Let it be known: I am a sucker for all things Old Hollywood. You put Audrey Hepburn’s face on it – or mention her as a character – and I am sold.
That being said, I’m so completely surprised that this book hadn’t found its way to me before this moment. But I’m happy that it came into my life at the right time. The whole series gave me serious According to Jane by Marilyn Brant vibes (one of my all time fav pieces of Women’s Lit). Now on to the actual reviewing!
A Night in with Audrey Hepburn
This was the first and, arguably, my favorite in the series. Here is where we meet Libby Lomax, a twenty-something, down-on-her-luck, lacing-confidence woman who, though being the older sister, continues to trail in the shadow of her sister. A sister who happens to be a child star (wannabe) and current C-list actress with enough credits on her IMDb page to be too full of herself.
As Libby continues to live her life the way her mother expects her to (basically being her sister’s assistant and being an extra on her sister’s projects) she finds that she is increasingly unhappy. Would would have ever guessed!?
BUT NOW! Sounds the trumpets! (Duh-da-da-duh!) Libby lands a one line speaking role on her sister’s show…as an alien…covered in warts. But this day on set is also the day pretty boy Dillon O’Hara is guest starring on the show.
The events are as follows: a chance encounter, a shared cigarette, a fire, a firing, a move to a small space, a furniture mix up, another Dillon encounter, a disastrous party, and even more Dillon!
All the while, the furniture mix up because the most important plot point in the story. Why is the Chesterfield sofa so important? Well, because that’s the source that brings Audrey into Libby’s life! Audrey who, throughout the book, acts as Libby’s sensible and stylish fairy godmother.
This review may sound silly and jokey but, in reality, I really enjoyed this book. It was nothing groundbreaking but it was very fun and light and entertaining. The characters were all comical in the best way possible. The love interests were dreamy. All of the side characters were fun additions. Yes, it’s all fairly predicable but that’s why you read something like this. I liked it so much that I immediately checked out the rest of the series to read while I was on a mini vaca.
A Night in with Marilyn Monroe
When we meet up with Libby again it is a few months later and (sad trombone) things haven’t exactly worked out with her final love interest from the first installment. Turns out…he was kind of a prick and not all he had promised to be. (Pause for shock).
Instead Libby ends up in the arms of a man who seems too good to be true. And, wow, he is. Between her failing love life, trying to help Olly get his new restaurant ready to open, and all while prepping for Nora’s upcoming wedding and having to deal with Libby’s crazy family. And did I mention my heartthrob Olly has caught the attention of Nora’s Scottish BFF, Tash? Blegh.

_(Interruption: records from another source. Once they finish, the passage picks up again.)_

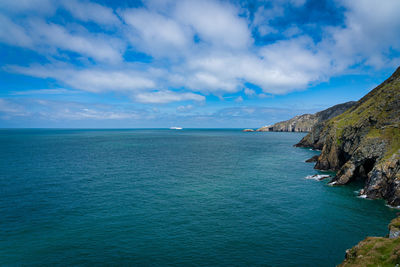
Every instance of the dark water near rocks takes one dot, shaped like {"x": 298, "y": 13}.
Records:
{"x": 163, "y": 197}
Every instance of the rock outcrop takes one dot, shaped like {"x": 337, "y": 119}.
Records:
{"x": 364, "y": 142}
{"x": 376, "y": 251}
{"x": 305, "y": 123}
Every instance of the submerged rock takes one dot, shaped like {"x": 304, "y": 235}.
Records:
{"x": 313, "y": 159}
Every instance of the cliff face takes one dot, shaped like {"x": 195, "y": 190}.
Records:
{"x": 305, "y": 123}
{"x": 376, "y": 251}
{"x": 364, "y": 142}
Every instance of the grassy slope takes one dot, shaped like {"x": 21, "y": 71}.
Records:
{"x": 377, "y": 112}
{"x": 374, "y": 251}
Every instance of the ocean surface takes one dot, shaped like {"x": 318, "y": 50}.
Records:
{"x": 168, "y": 197}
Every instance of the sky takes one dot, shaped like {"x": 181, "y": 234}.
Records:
{"x": 189, "y": 63}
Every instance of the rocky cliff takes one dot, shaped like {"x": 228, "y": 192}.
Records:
{"x": 364, "y": 142}
{"x": 305, "y": 123}
{"x": 376, "y": 251}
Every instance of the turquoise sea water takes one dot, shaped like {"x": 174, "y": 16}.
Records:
{"x": 164, "y": 197}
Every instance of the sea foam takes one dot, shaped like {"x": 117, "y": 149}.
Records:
{"x": 318, "y": 177}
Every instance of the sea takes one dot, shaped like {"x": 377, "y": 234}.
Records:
{"x": 160, "y": 197}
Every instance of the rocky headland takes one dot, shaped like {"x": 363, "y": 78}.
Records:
{"x": 363, "y": 143}
{"x": 376, "y": 251}
{"x": 305, "y": 123}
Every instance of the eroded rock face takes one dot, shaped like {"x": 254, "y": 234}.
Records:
{"x": 306, "y": 122}
{"x": 364, "y": 142}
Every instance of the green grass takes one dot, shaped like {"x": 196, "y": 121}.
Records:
{"x": 374, "y": 251}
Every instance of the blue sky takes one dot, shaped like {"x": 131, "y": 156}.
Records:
{"x": 189, "y": 63}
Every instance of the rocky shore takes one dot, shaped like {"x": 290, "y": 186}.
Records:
{"x": 306, "y": 122}
{"x": 363, "y": 143}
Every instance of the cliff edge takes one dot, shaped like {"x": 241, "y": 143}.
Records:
{"x": 305, "y": 123}
{"x": 364, "y": 142}
{"x": 376, "y": 251}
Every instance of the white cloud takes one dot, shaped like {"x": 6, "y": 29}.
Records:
{"x": 156, "y": 34}
{"x": 371, "y": 33}
{"x": 199, "y": 47}
{"x": 99, "y": 47}
{"x": 43, "y": 37}
{"x": 91, "y": 80}
{"x": 87, "y": 11}
{"x": 43, "y": 7}
{"x": 185, "y": 109}
{"x": 13, "y": 34}
{"x": 249, "y": 92}
{"x": 161, "y": 97}
{"x": 215, "y": 23}
{"x": 43, "y": 92}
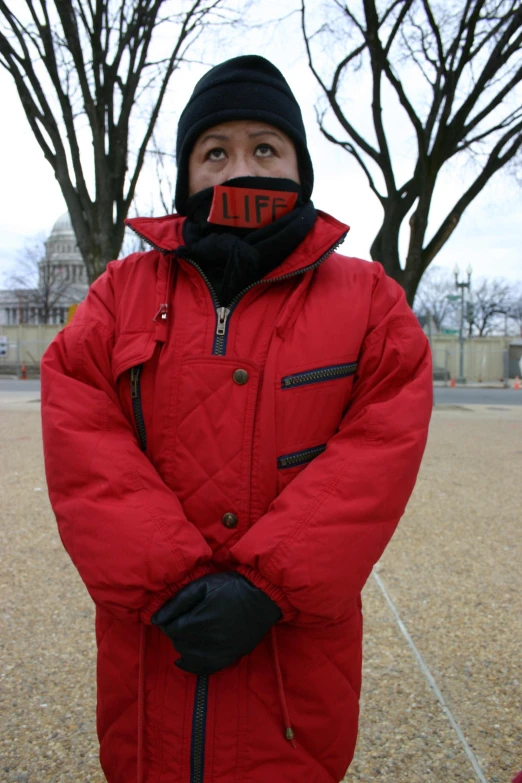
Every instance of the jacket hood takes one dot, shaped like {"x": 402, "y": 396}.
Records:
{"x": 165, "y": 234}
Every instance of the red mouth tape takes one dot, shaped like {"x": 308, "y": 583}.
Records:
{"x": 249, "y": 207}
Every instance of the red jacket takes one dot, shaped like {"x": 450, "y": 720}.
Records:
{"x": 282, "y": 440}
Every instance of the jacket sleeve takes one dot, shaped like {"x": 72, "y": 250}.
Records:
{"x": 316, "y": 545}
{"x": 123, "y": 528}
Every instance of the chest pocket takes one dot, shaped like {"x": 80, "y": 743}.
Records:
{"x": 131, "y": 356}
{"x": 310, "y": 404}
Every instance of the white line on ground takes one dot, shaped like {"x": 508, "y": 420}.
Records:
{"x": 431, "y": 681}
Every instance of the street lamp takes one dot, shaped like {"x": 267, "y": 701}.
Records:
{"x": 462, "y": 285}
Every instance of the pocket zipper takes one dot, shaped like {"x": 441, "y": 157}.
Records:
{"x": 136, "y": 405}
{"x": 300, "y": 457}
{"x": 318, "y": 375}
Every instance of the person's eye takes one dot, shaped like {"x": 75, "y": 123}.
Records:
{"x": 264, "y": 151}
{"x": 217, "y": 153}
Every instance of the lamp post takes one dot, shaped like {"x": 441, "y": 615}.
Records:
{"x": 461, "y": 286}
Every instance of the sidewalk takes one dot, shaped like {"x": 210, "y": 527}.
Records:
{"x": 450, "y": 579}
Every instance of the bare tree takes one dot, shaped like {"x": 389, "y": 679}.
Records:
{"x": 39, "y": 285}
{"x": 490, "y": 304}
{"x": 99, "y": 72}
{"x": 468, "y": 57}
{"x": 436, "y": 295}
{"x": 515, "y": 313}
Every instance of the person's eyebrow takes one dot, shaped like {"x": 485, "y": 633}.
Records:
{"x": 255, "y": 134}
{"x": 218, "y": 136}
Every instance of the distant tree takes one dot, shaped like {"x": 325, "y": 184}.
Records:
{"x": 490, "y": 304}
{"x": 39, "y": 285}
{"x": 468, "y": 56}
{"x": 433, "y": 296}
{"x": 98, "y": 72}
{"x": 515, "y": 311}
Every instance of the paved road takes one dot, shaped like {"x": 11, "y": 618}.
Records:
{"x": 443, "y": 396}
{"x": 474, "y": 396}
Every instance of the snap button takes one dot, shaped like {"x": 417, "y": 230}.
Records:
{"x": 240, "y": 377}
{"x": 229, "y": 520}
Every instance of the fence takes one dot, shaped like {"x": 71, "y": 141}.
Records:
{"x": 24, "y": 345}
{"x": 485, "y": 358}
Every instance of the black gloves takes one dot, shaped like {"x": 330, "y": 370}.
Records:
{"x": 215, "y": 620}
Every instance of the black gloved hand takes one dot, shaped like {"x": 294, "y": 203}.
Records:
{"x": 215, "y": 620}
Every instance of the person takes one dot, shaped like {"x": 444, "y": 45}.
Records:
{"x": 233, "y": 423}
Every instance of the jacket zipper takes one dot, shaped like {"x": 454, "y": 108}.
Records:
{"x": 197, "y": 753}
{"x": 300, "y": 457}
{"x": 318, "y": 375}
{"x": 136, "y": 405}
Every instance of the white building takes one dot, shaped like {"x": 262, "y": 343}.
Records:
{"x": 63, "y": 282}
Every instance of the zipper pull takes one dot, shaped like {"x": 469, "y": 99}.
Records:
{"x": 223, "y": 313}
{"x": 162, "y": 313}
{"x": 135, "y": 376}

And who shows up while all of this chaos is afoot? The cute, quirky, carefree Marilyn Monroe. Marilyn helps Libby learn that she needs to take her life as it comes and worry less about everything falling into place in the unrealistic timeline she has set.
Overall, a pretty fun and cute book. I enjoyed myself while reading it.
A Night in with Grace Kelly
Then comes the grand finale. The final book in the trilogy throws the other two for a loop because Grace Kelly doesn’t interact with Libby like Audrey and Marilyn did. Grace is in denial for the duration of the book and interacts with Libby as if Libby is a dream Grace is having.
In this book Olly is with Tash. Nora is in Scotland with her husband and baby. All while Libby is attempting to move on with her life, yet again. She has a horrible first few days in her new apartment/studio but things start to look up when she meets a man she believes is the owner of a gym. Spoiler alert: he’s actually a billionaire. And absolutely smitten with Libby.
There are a lot of time cuts in this book where we go from Libby and Joel, the billionaire, meeting to dating to getting engaged to the night before their wedding. Basically, the more time dragged on the less engaged I was in the characters and the more annoyed I was that Libby was still with Joel at all. He was such a demanding and rude human that I couldn’t stand to think of Libby settling down with him.
Luckily she does not. The ending made the suffering well worth it.
Again, really nice, refreshing read to dip into and out of. Great read!
Definitely for fans of Sophie Kinsella. I think fans of Lucy Parker would enjoy these, too.